Il mercato dei medicinali è fortemente regolamentato. Prima ancora che in alcune strategie specifiche di contenimento della spesa farmaceutica, quali sono il payback e il trattamento diverso di farmaci originali ed equivalenti, il controllo della spesa pubblica nel settore viene ottenuto attraverso la stessa modalità di individuazione del prezzo, che è fortemente regolato.

L’Opinione delle Libertà – 28 marzo 2019 – di Ist. Bruno Leoni

In un’intervista al Fatto Quotidiano del 12 marzo scorso, il direttore generale di Aifa Luca Li Bassi ha rilasciato alcune dichiarazioni in merito alle modalità con cui si formano i prezzi dei farmaci, invocando più trasparenza in nome di una “vera concorrenza”.

Le modalità con cui vengono determinati i prezzi dei farmaci sfuggono alla libera dinamica della domanda e dell’offerta e certamente non si può parlare di autentica concorrenza nel mercato farmaceutico, sostengono Paolo Belardinelli e Serena Sileoni, ma “risulta poco credibile un appello alla maggior concorrenza che oggi tenti di far passare il governo come vittima dei ricatti delle aziende farmaceutiche.

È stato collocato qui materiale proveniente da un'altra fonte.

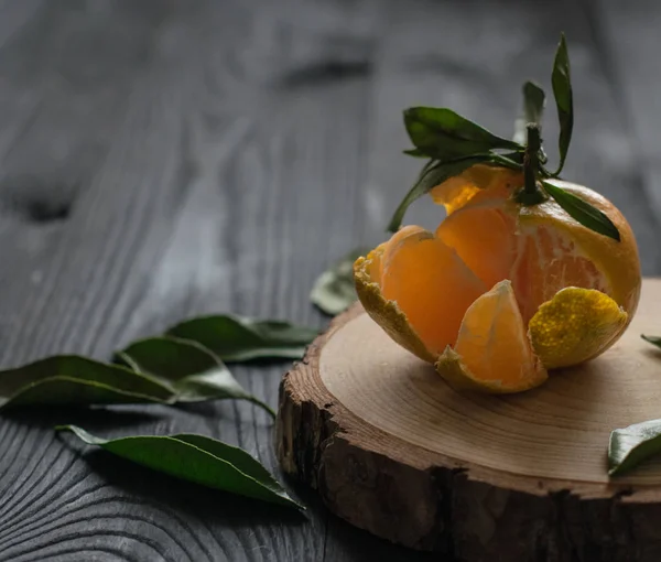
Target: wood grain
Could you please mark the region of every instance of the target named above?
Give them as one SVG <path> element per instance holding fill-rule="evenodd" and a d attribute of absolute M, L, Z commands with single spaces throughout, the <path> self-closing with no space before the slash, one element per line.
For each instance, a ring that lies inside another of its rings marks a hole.
<path fill-rule="evenodd" d="M 407 547 L 469 562 L 651 561 L 661 534 L 638 522 L 661 514 L 661 461 L 609 479 L 606 451 L 610 431 L 658 415 L 659 353 L 640 333 L 660 296 L 661 280 L 646 280 L 613 348 L 506 397 L 456 391 L 356 304 L 283 378 L 279 458 L 335 514 Z"/>
<path fill-rule="evenodd" d="M 638 133 L 617 111 L 590 32 L 602 20 L 582 6 L 2 0 L 0 365 L 107 357 L 202 312 L 322 326 L 307 302 L 314 278 L 382 238 L 419 165 L 400 155 L 401 109 L 447 104 L 507 133 L 519 82 L 548 77 L 562 28 L 576 44 L 574 74 L 586 76 L 568 170 L 625 210 L 646 273 L 660 273 Z M 650 21 L 658 12 L 649 6 Z M 614 44 L 654 33 L 602 31 Z M 436 218 L 421 205 L 410 216 Z M 274 406 L 286 368 L 234 370 Z M 246 404 L 3 414 L 3 562 L 418 560 L 304 489 L 307 520 L 230 496 L 209 501 L 56 439 L 59 422 L 108 436 L 202 432 L 277 469 L 272 428 Z"/>

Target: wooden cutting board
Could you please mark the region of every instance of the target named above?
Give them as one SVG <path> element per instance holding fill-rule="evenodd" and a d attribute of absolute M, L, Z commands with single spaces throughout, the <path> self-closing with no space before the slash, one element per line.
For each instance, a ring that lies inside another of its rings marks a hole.
<path fill-rule="evenodd" d="M 661 460 L 606 471 L 611 430 L 661 418 L 641 333 L 661 335 L 661 280 L 597 359 L 520 395 L 459 393 L 357 304 L 282 380 L 280 462 L 339 517 L 449 560 L 658 562 Z"/>

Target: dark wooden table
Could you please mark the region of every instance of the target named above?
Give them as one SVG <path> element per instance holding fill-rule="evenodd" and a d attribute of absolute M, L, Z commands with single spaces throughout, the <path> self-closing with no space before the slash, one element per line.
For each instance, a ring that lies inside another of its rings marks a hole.
<path fill-rule="evenodd" d="M 322 327 L 313 280 L 382 239 L 420 165 L 401 155 L 402 109 L 449 106 L 507 136 L 522 80 L 549 86 L 561 30 L 565 176 L 625 212 L 660 273 L 659 21 L 655 0 L 0 1 L 2 367 L 107 358 L 199 313 Z M 551 106 L 552 156 L 554 121 Z M 234 370 L 275 406 L 286 367 Z M 205 433 L 278 469 L 267 415 L 243 403 L 2 414 L 0 561 L 431 560 L 304 489 L 305 518 L 90 452 L 51 429 L 69 421 Z"/>

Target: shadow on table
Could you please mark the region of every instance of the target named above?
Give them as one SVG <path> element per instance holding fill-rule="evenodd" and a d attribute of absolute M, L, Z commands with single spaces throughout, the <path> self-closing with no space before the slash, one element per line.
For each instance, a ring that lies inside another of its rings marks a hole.
<path fill-rule="evenodd" d="M 158 411 L 138 409 L 108 410 L 68 407 L 24 407 L 2 411 L 0 418 L 7 418 L 21 424 L 52 430 L 55 425 L 80 425 L 90 432 L 108 429 L 126 429 L 152 425 L 162 415 Z"/>

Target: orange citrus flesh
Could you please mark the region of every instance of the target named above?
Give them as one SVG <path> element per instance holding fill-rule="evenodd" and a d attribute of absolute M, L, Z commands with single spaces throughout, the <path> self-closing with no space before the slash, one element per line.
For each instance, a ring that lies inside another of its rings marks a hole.
<path fill-rule="evenodd" d="M 454 248 L 487 287 L 508 279 L 514 262 L 512 216 L 494 204 L 469 205 L 438 225 L 436 236 Z"/>
<path fill-rule="evenodd" d="M 445 366 L 446 378 L 494 392 L 545 379 L 528 335 L 521 336 L 527 329 L 546 368 L 574 365 L 618 339 L 640 295 L 636 240 L 613 204 L 555 182 L 605 213 L 619 242 L 582 226 L 552 199 L 519 205 L 513 194 L 522 183 L 520 173 L 473 166 L 432 190 L 448 213 L 435 234 L 404 227 L 355 264 L 360 301 L 393 339 L 425 360 L 443 354 L 437 366 Z M 559 292 L 566 288 L 578 292 L 561 305 L 566 295 Z M 571 334 L 559 338 L 563 326 Z M 488 334 L 489 343 L 478 345 L 468 333 Z M 503 370 L 508 363 L 512 367 Z"/>
<path fill-rule="evenodd" d="M 466 309 L 486 285 L 431 233 L 395 235 L 391 244 L 383 252 L 381 293 L 398 303 L 425 346 L 440 354 L 454 345 Z"/>
<path fill-rule="evenodd" d="M 445 350 L 436 370 L 455 386 L 491 392 L 520 392 L 546 380 L 509 281 L 468 307 L 454 349 Z"/>

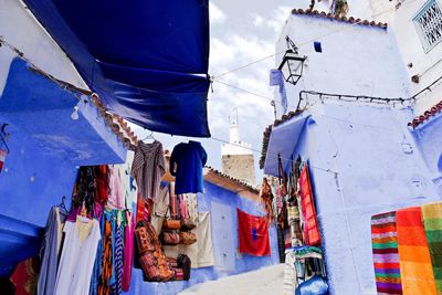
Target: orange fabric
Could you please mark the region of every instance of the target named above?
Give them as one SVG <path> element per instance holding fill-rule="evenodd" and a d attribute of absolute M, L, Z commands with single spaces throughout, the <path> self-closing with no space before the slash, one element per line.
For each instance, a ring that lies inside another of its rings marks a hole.
<path fill-rule="evenodd" d="M 436 295 L 430 251 L 419 207 L 396 213 L 399 264 L 404 295 Z"/>
<path fill-rule="evenodd" d="M 399 268 L 399 263 L 375 263 L 375 268 L 397 270 Z"/>

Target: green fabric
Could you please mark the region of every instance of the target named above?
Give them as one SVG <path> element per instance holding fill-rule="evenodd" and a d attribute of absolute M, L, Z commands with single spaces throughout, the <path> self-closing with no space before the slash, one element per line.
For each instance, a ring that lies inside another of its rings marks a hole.
<path fill-rule="evenodd" d="M 441 219 L 425 219 L 423 220 L 423 224 L 425 225 L 425 231 L 439 231 L 442 229 L 442 220 Z"/>

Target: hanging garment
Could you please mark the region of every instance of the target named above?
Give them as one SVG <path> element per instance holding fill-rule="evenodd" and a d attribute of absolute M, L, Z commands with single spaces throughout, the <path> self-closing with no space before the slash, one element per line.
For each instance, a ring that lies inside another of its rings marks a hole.
<path fill-rule="evenodd" d="M 101 240 L 96 220 L 77 219 L 64 224 L 64 244 L 56 275 L 56 295 L 87 295 L 97 245 Z"/>
<path fill-rule="evenodd" d="M 396 223 L 403 294 L 436 294 L 421 209 L 411 207 L 398 210 Z"/>
<path fill-rule="evenodd" d="M 166 217 L 169 201 L 169 186 L 164 186 L 159 190 L 157 201 L 154 202 L 154 214 L 157 217 Z"/>
<path fill-rule="evenodd" d="M 125 208 L 125 194 L 123 193 L 122 187 L 122 175 L 120 169 L 110 165 L 109 169 L 109 194 L 107 199 L 107 206 L 112 209 L 122 210 Z"/>
<path fill-rule="evenodd" d="M 371 217 L 371 245 L 379 294 L 402 294 L 396 212 Z"/>
<path fill-rule="evenodd" d="M 274 222 L 274 212 L 272 204 L 273 194 L 272 194 L 272 188 L 270 187 L 266 178 L 263 178 L 263 182 L 261 185 L 260 201 L 264 206 L 269 223 L 273 224 Z"/>
<path fill-rule="evenodd" d="M 186 204 L 187 218 L 197 224 L 199 219 L 197 193 L 185 193 L 182 199 Z"/>
<path fill-rule="evenodd" d="M 125 243 L 124 243 L 124 272 L 123 272 L 123 282 L 122 289 L 124 292 L 128 292 L 130 287 L 130 278 L 131 278 L 131 266 L 134 264 L 134 231 L 135 223 L 134 218 L 129 211 L 126 212 L 126 222 L 127 225 L 125 228 Z"/>
<path fill-rule="evenodd" d="M 239 209 L 236 209 L 236 214 L 240 252 L 255 256 L 270 255 L 267 220 L 265 218 L 250 215 Z"/>
<path fill-rule="evenodd" d="M 42 263 L 38 285 L 39 295 L 52 295 L 54 293 L 65 218 L 66 212 L 59 207 L 53 207 L 49 213 L 43 243 L 40 250 Z"/>
<path fill-rule="evenodd" d="M 180 219 L 180 208 L 178 202 L 178 196 L 175 194 L 175 182 L 170 183 L 170 218 Z"/>
<path fill-rule="evenodd" d="M 96 183 L 95 202 L 105 204 L 107 202 L 107 193 L 109 190 L 107 165 L 95 166 L 94 177 Z"/>
<path fill-rule="evenodd" d="M 170 173 L 175 176 L 175 193 L 202 192 L 202 167 L 207 162 L 207 152 L 198 141 L 181 143 L 170 156 Z"/>
<path fill-rule="evenodd" d="M 20 262 L 9 281 L 14 285 L 14 295 L 36 294 L 39 262 L 31 257 Z M 0 289 L 1 291 L 1 289 Z"/>
<path fill-rule="evenodd" d="M 104 219 L 104 236 L 103 236 L 103 262 L 102 262 L 102 274 L 98 281 L 98 295 L 108 295 L 110 292 L 110 276 L 112 276 L 112 215 L 109 212 L 105 212 Z"/>
<path fill-rule="evenodd" d="M 120 294 L 123 292 L 122 289 L 122 283 L 123 283 L 123 262 L 124 262 L 124 236 L 123 236 L 123 231 L 124 231 L 124 223 L 122 222 L 120 224 L 116 224 L 115 229 L 115 261 L 114 261 L 114 272 L 115 272 L 115 283 L 112 285 L 112 289 L 114 294 Z"/>
<path fill-rule="evenodd" d="M 284 295 L 293 295 L 296 291 L 297 274 L 295 267 L 295 253 L 293 250 L 285 251 L 284 265 Z"/>
<path fill-rule="evenodd" d="M 99 282 L 99 276 L 102 273 L 103 254 L 104 254 L 103 253 L 103 243 L 105 241 L 104 217 L 103 215 L 101 215 L 99 233 L 102 235 L 102 241 L 98 242 L 97 253 L 96 253 L 95 262 L 94 262 L 94 270 L 92 271 L 90 295 L 98 295 L 98 282 Z"/>
<path fill-rule="evenodd" d="M 138 193 L 144 199 L 157 200 L 159 185 L 166 172 L 165 155 L 161 143 L 138 143 L 130 175 L 137 181 Z"/>
<path fill-rule="evenodd" d="M 433 266 L 438 294 L 442 294 L 442 203 L 422 206 L 423 225 Z"/>
<path fill-rule="evenodd" d="M 192 268 L 214 265 L 210 212 L 199 212 L 198 219 L 198 225 L 192 230 L 197 236 L 196 243 L 191 245 L 164 246 L 168 257 L 177 257 L 179 254 L 188 255 L 192 262 Z"/>
<path fill-rule="evenodd" d="M 308 165 L 305 164 L 299 178 L 301 202 L 304 222 L 304 242 L 307 245 L 320 245 L 319 226 L 316 219 L 315 202 L 313 198 L 312 183 Z"/>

I motivi che indeboliscono le dinamiche concorrenziali nel mercato farmaceutico sono opposti a quelli evocati dal direttore Li Bassi”.

Nel tentativo di porre un argine all’aumento della spesa farmaceutica, il mercato dei medicinali è fortemente regolamentato. Prima ancora che in alcune strategie specifiche di contenimento della spesa farmaceutica, quali sono il payback e il trattamento diverso di farmaci originali ed equivalenti, il controllo della spesa pubblica nel settore viene ottenuto attraverso la stessa modalità di individuazione del prezzo, che è fortemente regolato.

Quasi ovunque in Europa, il governo costituisce un monopsonio, che acquista, direttamente o indirettamente, la maggior parte delle specialità farmaceutiche e in questo modo gli acquirenti pubblici sono in grado di imporre prezzi spesso al di sotto dei valori “di mercato”. Resta quindi difficilmente comprensibile perché Li Bassi abbia voluto screditare inutilmente quel settore economico che, in fondo, è complice con il sistema sanitario nazionale della effettiva tutela della salute degli italiani e che peraltro garantisce prezzi inferiori a quelli europei.

“A meno di non voler pensare – afferma sostengono gli autori – che brandendo il feticcio della trasparenza abbia voluto adottare una ormai trita strategia per scaricare sul settore la responsabilità della difficoltà di dare copertura finanziaria ai servizi sanitari da parte di uno Stato in perenne crisi fiscale e delirio di onnipotenza”.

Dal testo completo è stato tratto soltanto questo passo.